As the Competition and Markets Authority investigation into the energy market continues more bad news has hit the Big 6 energy suppliers, with Citigroup forecasting British Gas, Scottish Power, SSE, EDF Energy, nPower and E.ON can look forward to losing up to a quarter of their current customer bases by the end of the decade. If that wasn’t bad enough Citigroup have predicted that the “worst performing suppliers” will exit the market altogether.
Citigroup said:
“We believe there will be a reversal of previous industry consolidation over the coming years as independent suppliers and generators take market share and less competitive players exit.
“nPower, with the highest admin costs per customer and weak customer service score, appears to us least well positioned to retain market share.
“[They will need to] restructure their supply businesses drastically to lower their costs and become price competitive, and improve their customer service experience to stem the flow of customer losses.
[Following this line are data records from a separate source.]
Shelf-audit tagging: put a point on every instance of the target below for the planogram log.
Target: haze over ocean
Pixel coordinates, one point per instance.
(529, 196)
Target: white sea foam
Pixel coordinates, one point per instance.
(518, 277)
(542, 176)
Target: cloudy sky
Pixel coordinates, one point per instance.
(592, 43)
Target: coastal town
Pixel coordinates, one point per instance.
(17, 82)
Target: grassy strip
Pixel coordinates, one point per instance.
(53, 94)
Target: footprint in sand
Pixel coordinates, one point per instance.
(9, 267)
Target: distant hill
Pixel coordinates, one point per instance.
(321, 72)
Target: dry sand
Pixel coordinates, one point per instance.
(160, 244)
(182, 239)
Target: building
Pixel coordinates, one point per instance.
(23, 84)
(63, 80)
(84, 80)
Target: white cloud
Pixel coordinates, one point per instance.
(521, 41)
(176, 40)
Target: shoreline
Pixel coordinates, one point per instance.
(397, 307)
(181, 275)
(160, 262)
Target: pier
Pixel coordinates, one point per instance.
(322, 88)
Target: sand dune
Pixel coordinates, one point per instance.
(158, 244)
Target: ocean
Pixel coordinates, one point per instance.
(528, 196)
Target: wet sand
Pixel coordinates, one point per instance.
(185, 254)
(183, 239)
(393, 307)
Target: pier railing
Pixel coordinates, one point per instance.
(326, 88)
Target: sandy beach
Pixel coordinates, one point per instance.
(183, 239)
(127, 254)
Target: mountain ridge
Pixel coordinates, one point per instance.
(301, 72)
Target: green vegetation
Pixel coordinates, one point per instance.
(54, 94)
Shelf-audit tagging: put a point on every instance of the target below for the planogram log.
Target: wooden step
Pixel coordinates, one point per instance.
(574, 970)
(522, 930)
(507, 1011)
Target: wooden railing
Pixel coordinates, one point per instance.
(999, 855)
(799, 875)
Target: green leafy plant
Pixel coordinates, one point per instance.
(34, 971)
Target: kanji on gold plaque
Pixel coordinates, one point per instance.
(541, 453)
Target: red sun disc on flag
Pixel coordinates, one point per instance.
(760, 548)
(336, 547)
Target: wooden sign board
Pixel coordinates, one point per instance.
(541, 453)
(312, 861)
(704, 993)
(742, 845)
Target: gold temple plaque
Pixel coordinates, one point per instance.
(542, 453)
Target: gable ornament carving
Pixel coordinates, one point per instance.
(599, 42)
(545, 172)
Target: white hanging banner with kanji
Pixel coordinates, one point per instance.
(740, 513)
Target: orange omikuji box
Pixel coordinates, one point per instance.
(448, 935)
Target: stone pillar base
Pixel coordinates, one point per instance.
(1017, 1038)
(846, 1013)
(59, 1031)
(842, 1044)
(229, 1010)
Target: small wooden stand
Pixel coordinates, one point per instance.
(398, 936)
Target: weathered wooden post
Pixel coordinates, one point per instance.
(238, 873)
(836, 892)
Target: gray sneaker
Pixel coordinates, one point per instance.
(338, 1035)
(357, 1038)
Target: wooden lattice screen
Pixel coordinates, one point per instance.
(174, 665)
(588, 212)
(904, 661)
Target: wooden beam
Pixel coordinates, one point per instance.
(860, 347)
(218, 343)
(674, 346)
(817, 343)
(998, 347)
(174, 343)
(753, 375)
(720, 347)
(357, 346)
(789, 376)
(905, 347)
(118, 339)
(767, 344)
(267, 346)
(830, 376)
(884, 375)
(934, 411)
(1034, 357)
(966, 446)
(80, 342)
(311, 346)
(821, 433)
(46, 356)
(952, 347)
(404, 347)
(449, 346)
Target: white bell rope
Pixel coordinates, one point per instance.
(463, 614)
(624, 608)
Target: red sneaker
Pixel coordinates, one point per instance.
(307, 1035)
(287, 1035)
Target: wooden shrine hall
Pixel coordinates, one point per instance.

“We may well see some participants simply running their supply business to maximize cash flow in the short term and exit the market at some point”.
The choice, according to Citigroup’s analysis is for the Big 6 to retain high prices, supporting current profit levels whilst losing customers to cheaper more fleet of foot rivals or revising pricing levels and profit margins downwards in order to retain business, leaving current business structures and investment at risk.
Indeed Citigroup believe members of the Big 6 may simply decide to sell their customer portfolios in a new round of consolidation or simply leave the UK market altogether.
The official line from the regulator Ofgem and the CMA however is that something needs to change, not least a thorough review of the profit margins and reporting of the Big 6. Whilst no one would pretend all is well in the UK energy market, the consequence of further consolidation, less choice and lower investment are simply not the ingredients of an improving competitive landscape.